Witcher 3: Wild Hunt – Un jeu d’une profonde humanité


Blogue / jeudi, août 6th, 2020

(Thierry avait écrit cet article pour son blogue en 2018 mais ne l’avait jamais publié. Le voici finalement.)

Je dois exprimer mon admiration pour le jeu Witcher 3 : Wild Hunt, du studio polonais CD Projekt Red, offert sur PC et consoles. J’ai joué des douzaines d’heures et je n’ai pas encore atteint le tiers du jeu!

Dans ce RPG d’exception, publié en 2015, nous suivons Geralt de Rivia, un chasseur de monstre à la recherche de Ciri, sa fille adoptive. Comme lui, elle est une « Witcher » et porteuse d’une prophétie ancestrale – nous avons parfois l’occasion de jouer son rôle dans des flash-backs. Ce sont des personnages complexes et attachants qui utilisent leurs habiletés avec grâce et intelligence.

Incendie d’une maison en forêt, une scène du jeu Witcher 3.

On peut explorer monde immense, couvert d’une nature riche et verdoyante balayée par le vent et les intempéries, illuminée par un soleil changeant, mais déchiré par les séquelles d’une guerre impitoyable qui nous dépasse et dont on ne voit que les conséquences. Les paysans, traumatisés par les conflits sanglants, sont en plus terrorisés par des monstres que notre personnage doit chasser et combattre – mais contre rémunération, car c’est son métier! Plus que tout, c’est la qualité et l’humanité de l’écriture du jeu qui impressionne. Chaque interaction avec les personnages, aussi secondaires soient-ils, est chargée d’émotion, que ce soit d’humour, de tragédie, de mystère ou… de flirt!

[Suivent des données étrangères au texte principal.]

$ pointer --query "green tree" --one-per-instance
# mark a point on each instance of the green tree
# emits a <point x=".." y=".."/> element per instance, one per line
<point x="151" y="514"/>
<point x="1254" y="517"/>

Ici, même les quêtes en apparence les plus banales (va tuer le monstre X, va trouver le trésor Y) peuvent prendre des détours inattendus et époustouflants. Par les événements auxquels nous devons participer et les décisions souvent déchirantes (ou subtiles) que nous devons prendre, nos émotions sont fréquemment bouleversées par la cruauté inattendue des conséquences de nos gestes ou, plus surprenant encore, par la réelle empathie que le jeu accorde parfois à ses monstres, qu’ils soient humains ou non.

Geralt est un personnage héroïque, viril, stoïque et intelligent. Ses habiletés mutantes de Witcher et ses connaissances en herboristerie le placent au-dessus des humains normaux – qui se méfient de lui, même s’ils ont souvent besoin de ses services. Ses pouvoirs sont fort utiles, mais demeurent assez limités face aux monstres qu’il doit abattre. Ce qui aurait pu n’être qu’une suite interminable de scènes de combat est tempéré par l’approche méthodique de notre héros, véritable Sherlock Holmes médiéval. Traqueur aguerri, il doit souvent prendre le temps d’interroger les habitants et pister les créatures par leur traces ou leur odeur afin de les identifier. Il devra ensuite étudier leurs vulnérabilités dans son bestiaire et récolter les ingrédients nécessaires pour fabriquer diverses potions en préparation au combat.

Autant Geralt peut être un compagnon de jeu redoutable et sympathique, autant sa fille, Ciri, crève l’écran à chaque fois qu’on la revois en flash-back, où l’on peut jouer des scènes clefs de son passé récent avant sa disparition.  

Basée sur les romans de l’auteur polonais Andrzej Sapkowski, on assiste ici à une adaptation de haute qualité d’un univers littéraire sous forme de jeu vidéo. L’équivalent le plus proche que je connaisse est la série Metro 2033, adapté de l’œuvre post-apocalyptique de l’auteur russe Dmitry Glukhovsky, elle aussi de haute qualité. Visiblement, l’Europe de l’Est a trouvé un filon à exploiter, entre le monde du livre et de l’ordinateur!